U.N. Secretary General Kofi Annan wants to make the United Nations more powerful.  He unveiled a list of recommendations that would realign the world body by giving equal weight to development, security and human rights issues, changes he says are essential for the 191-member body to deal with the realities and global threats of the 21st century.  He explained the proposals to reporters.

"It is aimed at making sure that the commitments made to fight poverty are really carried out in a way that brings results.  It is aimed at healing the wounds in the international community left by the Iraq war.  And it is aimed at restoring the credibility of the United Nations as a leader in the worldwide struggle for human rights," says Kofi Annan.

Earlier in the plenary session, Mr. Annan spoke of the need for reform.
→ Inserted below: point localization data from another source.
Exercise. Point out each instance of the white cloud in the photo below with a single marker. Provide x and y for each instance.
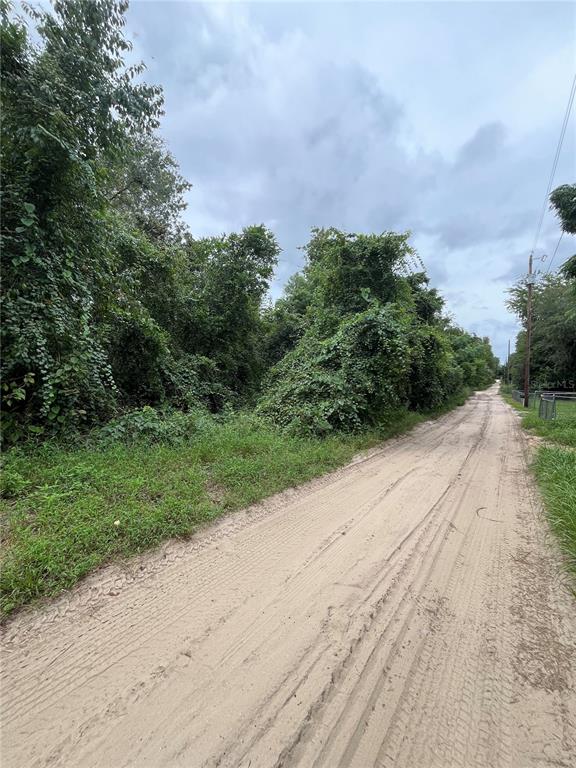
(439, 118)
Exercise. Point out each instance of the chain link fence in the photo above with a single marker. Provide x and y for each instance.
(550, 405)
(557, 406)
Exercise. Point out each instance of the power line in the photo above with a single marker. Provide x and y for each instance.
(555, 162)
(555, 252)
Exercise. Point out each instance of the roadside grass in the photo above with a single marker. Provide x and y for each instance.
(66, 511)
(561, 431)
(555, 469)
(554, 466)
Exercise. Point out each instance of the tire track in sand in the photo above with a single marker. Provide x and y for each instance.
(372, 618)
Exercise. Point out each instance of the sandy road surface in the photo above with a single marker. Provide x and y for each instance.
(406, 611)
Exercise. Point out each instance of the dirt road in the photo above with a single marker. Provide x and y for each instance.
(406, 611)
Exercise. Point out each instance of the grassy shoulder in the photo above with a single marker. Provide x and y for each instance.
(68, 510)
(560, 432)
(555, 470)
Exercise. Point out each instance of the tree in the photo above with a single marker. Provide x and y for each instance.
(553, 349)
(69, 108)
(563, 201)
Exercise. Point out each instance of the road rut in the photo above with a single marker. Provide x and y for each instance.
(407, 611)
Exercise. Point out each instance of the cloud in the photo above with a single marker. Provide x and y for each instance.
(362, 118)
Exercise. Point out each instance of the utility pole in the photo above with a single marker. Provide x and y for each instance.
(530, 284)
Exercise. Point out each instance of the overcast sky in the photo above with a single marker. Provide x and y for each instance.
(440, 118)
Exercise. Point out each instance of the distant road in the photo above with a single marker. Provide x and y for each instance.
(407, 611)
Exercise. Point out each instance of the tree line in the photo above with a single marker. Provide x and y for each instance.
(553, 346)
(110, 303)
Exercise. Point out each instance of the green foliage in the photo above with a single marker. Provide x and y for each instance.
(363, 339)
(563, 201)
(344, 381)
(68, 510)
(556, 473)
(68, 107)
(553, 351)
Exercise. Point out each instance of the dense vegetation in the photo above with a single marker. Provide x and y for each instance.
(553, 348)
(147, 384)
(109, 303)
(553, 366)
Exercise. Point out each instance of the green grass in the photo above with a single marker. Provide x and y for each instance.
(561, 431)
(69, 510)
(555, 469)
"I also make far reaching proposals for the reform of the Secretariat, which must be more flexible, transparent (and) accountable in serving the priorities of member states and the interests of the worlds peoples," says Mr. Annan.

The secretary-general recommended creating a Human Rights Council which would replace the Commission on Human Rights based in Geneva, Switzerland.  That commission has been criticized for allowing countries to use their membership to protect one another from condemnation for alleged human rights abuses.  Secretary Annan also recommended enlarging the Security Council by adding at least six nations to the 15-member council.   Both proposals may not be widely endorsed by all member nations.  Mr. Annan is insisting his proposals be considered as a whole, not individually. 
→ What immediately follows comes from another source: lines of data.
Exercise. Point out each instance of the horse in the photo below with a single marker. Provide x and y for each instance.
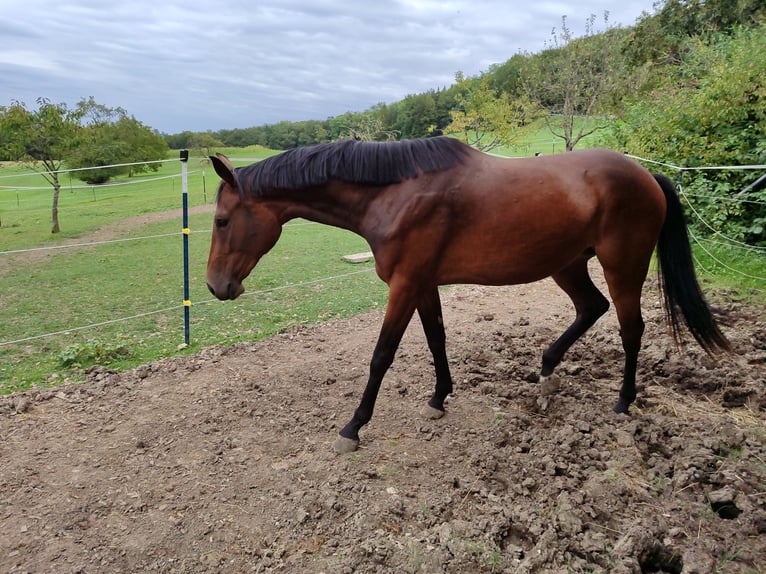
(435, 211)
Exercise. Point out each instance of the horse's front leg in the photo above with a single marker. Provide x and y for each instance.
(430, 312)
(401, 307)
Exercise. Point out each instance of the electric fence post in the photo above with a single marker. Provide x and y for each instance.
(185, 230)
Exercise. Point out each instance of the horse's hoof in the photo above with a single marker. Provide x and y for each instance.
(343, 445)
(621, 408)
(549, 385)
(431, 413)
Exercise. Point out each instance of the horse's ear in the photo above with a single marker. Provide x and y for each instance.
(224, 169)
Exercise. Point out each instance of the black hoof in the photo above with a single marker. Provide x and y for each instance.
(622, 406)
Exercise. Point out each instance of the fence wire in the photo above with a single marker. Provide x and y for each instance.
(699, 241)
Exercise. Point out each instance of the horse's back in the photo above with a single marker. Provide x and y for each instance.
(519, 220)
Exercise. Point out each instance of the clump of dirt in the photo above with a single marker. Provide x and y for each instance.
(221, 462)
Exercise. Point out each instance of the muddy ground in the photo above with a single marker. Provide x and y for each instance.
(221, 461)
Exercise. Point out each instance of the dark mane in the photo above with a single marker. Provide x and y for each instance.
(350, 161)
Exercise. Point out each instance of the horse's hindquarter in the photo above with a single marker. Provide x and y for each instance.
(517, 221)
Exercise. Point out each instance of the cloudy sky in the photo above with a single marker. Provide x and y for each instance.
(218, 64)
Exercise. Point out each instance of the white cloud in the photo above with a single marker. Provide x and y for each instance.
(210, 65)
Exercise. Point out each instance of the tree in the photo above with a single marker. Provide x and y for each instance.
(486, 119)
(711, 113)
(109, 136)
(573, 80)
(45, 136)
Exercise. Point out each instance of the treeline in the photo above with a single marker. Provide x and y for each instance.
(418, 115)
(656, 45)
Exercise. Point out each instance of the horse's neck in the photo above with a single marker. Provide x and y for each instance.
(341, 206)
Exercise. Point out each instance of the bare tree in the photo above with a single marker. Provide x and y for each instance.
(573, 79)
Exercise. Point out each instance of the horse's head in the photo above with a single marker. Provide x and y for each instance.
(244, 229)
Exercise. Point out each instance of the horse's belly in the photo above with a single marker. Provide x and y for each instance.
(488, 263)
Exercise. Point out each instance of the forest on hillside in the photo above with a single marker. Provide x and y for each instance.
(685, 86)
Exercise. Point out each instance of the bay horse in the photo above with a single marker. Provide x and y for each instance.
(436, 211)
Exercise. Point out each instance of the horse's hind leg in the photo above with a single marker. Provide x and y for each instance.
(430, 312)
(626, 295)
(589, 302)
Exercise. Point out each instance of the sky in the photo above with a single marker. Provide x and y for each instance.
(223, 64)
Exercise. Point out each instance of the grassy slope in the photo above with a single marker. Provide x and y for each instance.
(51, 291)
"The temptation is to treat the list as an a la carte menu and select only those you especially fancy.  In this case, that approach will not work," he said.

The secretary-general's additional recommendations include a democracy fund to provide expertise to nations seeking to establish or strengthen their democracies.  He also recommended that the Security Council adopt resolutions specifying when to use military force and defining terrorism.      

The timing of Secretary Annan's report was questioned, as it was unveiled just days ahead of a report looking into the oil-for-food program and any involvement in that scandal by the secretary-general and his son, Kojo.  The secretary-general believes he will be cleared of any wrong doing in that scandal and insisted his report, was released six months ahead of the annual U.N. General Assembly to give world leaders the time they need to review his recommendations.